We tabled this amendment previously because both sides should be able to agree a date rather than the postponed leave being taken seven days after the child leaves hospital. What if the employer wanted to change that? Why not leave it up to the parties involved to decide when the postponed leave will start?
Mr. Parlon: This amendment is also rejected. The proposed amendment is inconsistent with the recommendation of the maternity working group and gives rise to an anomaly with the provisions of the Maternity Protection (Amendment) Bill.
The working group recommended that provision should be made for the postponement of the maternity leave in the event of hospitalisation of the child, subject to the agreement of the employer, and that the postponed leave should be taken in one continuous bloc when the baby is discharged from hospital. Section 9(2)(d) meets this requirement by providing that the postponed leave should be taken as a continuous period beginning not later than seven days after the child is discharged from hospital. This is identical to the provisions in section 7(4)(c) of the Maternity Protection (Amendment) Bill 2003.

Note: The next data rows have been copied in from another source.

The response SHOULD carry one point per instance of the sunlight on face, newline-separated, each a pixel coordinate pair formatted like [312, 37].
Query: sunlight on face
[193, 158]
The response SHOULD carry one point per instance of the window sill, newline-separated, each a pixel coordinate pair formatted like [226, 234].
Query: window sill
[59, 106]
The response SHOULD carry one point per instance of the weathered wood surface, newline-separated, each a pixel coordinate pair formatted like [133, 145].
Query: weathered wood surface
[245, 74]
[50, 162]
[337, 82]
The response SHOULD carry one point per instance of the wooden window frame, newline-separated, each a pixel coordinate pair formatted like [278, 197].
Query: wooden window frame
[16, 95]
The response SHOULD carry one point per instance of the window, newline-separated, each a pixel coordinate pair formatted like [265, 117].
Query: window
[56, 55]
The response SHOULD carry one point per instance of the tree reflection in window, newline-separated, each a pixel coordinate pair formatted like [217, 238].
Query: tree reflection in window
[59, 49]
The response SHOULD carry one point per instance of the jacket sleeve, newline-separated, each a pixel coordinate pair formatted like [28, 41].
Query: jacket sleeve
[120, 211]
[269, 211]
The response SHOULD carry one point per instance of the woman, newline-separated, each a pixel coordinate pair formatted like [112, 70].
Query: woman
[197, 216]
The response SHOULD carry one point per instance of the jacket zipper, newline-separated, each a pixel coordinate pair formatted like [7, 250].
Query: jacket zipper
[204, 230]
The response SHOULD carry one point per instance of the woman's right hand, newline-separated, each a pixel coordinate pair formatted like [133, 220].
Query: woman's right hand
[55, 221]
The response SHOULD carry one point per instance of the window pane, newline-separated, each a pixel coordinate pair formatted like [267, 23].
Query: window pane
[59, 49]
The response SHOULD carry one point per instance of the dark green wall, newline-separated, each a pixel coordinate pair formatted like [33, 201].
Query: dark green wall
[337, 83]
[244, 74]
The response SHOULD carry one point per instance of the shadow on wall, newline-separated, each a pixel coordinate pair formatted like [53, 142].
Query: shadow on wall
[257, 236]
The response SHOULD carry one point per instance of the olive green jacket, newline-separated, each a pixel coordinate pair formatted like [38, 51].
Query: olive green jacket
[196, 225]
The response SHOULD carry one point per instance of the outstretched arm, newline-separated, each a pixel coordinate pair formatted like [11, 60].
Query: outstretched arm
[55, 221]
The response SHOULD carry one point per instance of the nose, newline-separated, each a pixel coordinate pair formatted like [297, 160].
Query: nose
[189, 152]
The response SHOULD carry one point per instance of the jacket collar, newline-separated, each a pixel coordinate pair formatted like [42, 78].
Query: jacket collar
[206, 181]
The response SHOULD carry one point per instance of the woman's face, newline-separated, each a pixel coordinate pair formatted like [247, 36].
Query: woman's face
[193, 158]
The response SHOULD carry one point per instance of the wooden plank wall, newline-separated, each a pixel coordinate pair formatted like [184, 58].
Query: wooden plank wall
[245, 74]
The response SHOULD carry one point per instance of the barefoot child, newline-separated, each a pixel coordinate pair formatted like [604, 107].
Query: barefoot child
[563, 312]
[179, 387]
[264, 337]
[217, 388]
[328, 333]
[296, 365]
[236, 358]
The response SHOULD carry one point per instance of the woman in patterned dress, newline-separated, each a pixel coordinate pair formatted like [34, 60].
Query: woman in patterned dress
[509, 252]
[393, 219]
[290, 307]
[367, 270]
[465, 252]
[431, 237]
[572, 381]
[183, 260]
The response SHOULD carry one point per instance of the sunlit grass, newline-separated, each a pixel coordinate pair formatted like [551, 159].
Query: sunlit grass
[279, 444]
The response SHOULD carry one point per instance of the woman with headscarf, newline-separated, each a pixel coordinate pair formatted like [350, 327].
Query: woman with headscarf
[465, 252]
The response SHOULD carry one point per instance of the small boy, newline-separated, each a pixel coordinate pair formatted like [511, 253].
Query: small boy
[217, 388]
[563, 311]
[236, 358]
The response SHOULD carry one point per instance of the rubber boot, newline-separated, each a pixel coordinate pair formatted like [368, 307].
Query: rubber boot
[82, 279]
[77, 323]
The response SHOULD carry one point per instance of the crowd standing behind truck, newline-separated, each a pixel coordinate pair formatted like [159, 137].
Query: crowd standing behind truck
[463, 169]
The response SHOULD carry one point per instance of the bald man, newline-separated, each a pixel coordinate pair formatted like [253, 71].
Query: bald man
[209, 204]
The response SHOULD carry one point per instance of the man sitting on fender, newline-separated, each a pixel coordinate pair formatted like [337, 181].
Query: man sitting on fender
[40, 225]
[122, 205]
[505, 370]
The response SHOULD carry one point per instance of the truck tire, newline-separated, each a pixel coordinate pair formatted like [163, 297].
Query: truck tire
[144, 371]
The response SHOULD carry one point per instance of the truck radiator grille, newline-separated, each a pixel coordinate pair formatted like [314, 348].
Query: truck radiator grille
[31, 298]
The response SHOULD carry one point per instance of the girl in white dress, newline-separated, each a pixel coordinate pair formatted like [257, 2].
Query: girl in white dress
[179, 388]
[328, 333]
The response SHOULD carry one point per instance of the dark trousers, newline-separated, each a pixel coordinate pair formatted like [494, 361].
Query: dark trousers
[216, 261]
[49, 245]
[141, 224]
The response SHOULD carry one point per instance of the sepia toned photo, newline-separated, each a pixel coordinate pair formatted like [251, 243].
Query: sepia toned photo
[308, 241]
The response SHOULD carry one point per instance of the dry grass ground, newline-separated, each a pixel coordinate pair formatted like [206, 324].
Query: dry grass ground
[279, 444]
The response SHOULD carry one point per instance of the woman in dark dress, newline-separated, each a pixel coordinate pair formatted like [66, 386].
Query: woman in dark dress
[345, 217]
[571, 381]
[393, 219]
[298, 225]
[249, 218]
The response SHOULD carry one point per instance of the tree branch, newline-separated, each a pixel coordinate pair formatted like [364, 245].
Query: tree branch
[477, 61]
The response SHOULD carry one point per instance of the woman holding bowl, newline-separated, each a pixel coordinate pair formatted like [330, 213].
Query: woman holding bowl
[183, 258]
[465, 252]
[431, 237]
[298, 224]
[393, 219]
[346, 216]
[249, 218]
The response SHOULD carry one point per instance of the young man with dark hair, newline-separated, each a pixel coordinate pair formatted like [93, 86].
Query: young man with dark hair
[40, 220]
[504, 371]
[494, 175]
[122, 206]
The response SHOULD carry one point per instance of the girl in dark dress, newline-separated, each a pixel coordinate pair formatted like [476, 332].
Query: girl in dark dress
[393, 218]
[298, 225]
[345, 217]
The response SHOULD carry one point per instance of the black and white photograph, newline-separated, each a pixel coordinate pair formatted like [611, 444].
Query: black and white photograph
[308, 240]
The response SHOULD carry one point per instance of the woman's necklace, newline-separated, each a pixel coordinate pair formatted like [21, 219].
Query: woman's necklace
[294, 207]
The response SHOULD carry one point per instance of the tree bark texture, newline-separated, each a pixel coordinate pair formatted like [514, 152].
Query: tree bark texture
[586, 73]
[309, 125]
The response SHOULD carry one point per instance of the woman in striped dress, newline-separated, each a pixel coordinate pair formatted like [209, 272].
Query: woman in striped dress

The recommendation of the working group is constructed to meet the needs of an adopting mother by offering her the opportunity to return to work while her child is in hospital and postponing her untaken leave until her child is discharged from hospital, provided the employer agrees. Effectively, in section 9 of the Bill we are putting in place some flexibility for adopting mothers in employment who find themselves in the particularly difficult situation where their child is in hospital. The provision that the untaken leave should be taken within seven days of the child’s discharge from hospital reflects the reality that the adopting mother would, in all probability, wish to take the postponed leave immediately upon the discharge of the child from the hospital for the care of the child at home. In the case of an adopted child, the mother’s presence is more important given the need to re-establish a bond with the child in his or her new family.
Minister of State at the Department of Finance (Mr. Parlon): I welcome the provisions of the Adoptive Leave Bill 2004, which represent a balanced and progressive response to the needs of employed adopting parents. The measures introduced in the Bill will enhance the existing legislative provisions for employed adopting parents by offering them greater employment protection and more flexibility in managing their work and family responsibilities throughout the adoption process.
I wish to express my thanks to Members of the House for their contributions to the debate on the Bill. I am pleased it was possible to accommodate a number of Opposition amendments on Committee Stage, which improved the text of the Bill. As Senators know, the Adoptive Leave Bill is modelled closely on the Maternity Protection (Amendment) Bill 2003, which is further advanced in its passage through the Houses. Consequently, the scope for amendments on this Bill was somewhat limited given the requirement to maintain the links between adoptive and maternity leave and ensure parity of leave entitlements between adopting and natural parents.